Lines of support and resistance. The upper and the bottom borders of trade channels are called accordingly support and resistance lines. The peaks represent the price levels at which the selling pressure exceeds the buying pressure. They are known as resistance levels. The troughs, on the other hand, represent the levels at which the selling pressure succumbs to the buying pressure. They are called support levels. In an uptrend, the consecutive support and resistance levels must exceed each other respectively. The reverse is true in a downtrend. Although minor exceptions are acceptable, these failures should be considered as warning signals for trend changing.

The significance of trends is a function of time and volume. The longer the prices bounce off the support and resistance levels, the more significant the trend becomes. Trading volume is also very important, especially at the critical support and resistance levels. When the currency bounces off these levels under heavy volume, the significance of the trend increases.
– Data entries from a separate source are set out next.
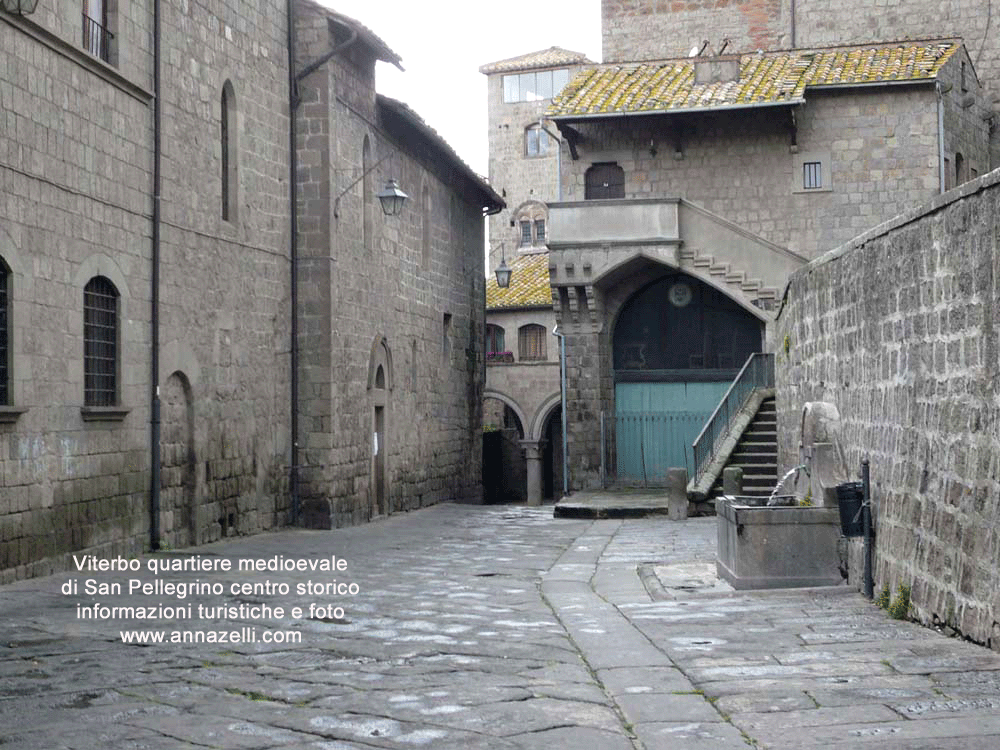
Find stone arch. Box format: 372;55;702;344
160;370;197;548
528;392;562;443
367;335;393;392
483;388;528;438
159;339;201;391
220;78;239;222
597;253;770;327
The importance of support and resistance levels goes beyond their original functions. If these levels are convincingly penetrated, they tend to turn into just the opposite. A firm support level, once it is penetrated on heavy volume, will likely turn into a strong resistance level. Conversely, a strong resistance turns into a firm support after being penetrated. In general, to evaluate the reliability (that is the possibility of a break) of the trade channel borders taking a decision to close or to save an existing position one should govern himself with following rules:

  1. A channel is the more reliable the longer it exists. Hence, the solidity of very old channels (e.g. existing more than 1 year) decreased sharply.
  2. A channel is the more reliable the more is his width.
  3. The resistance may be broken if it is bounced on the background of a growing volume.
  4. A steep channel is less reliable in compare to a gentle one.
  5. The support may be broken independent on the volume.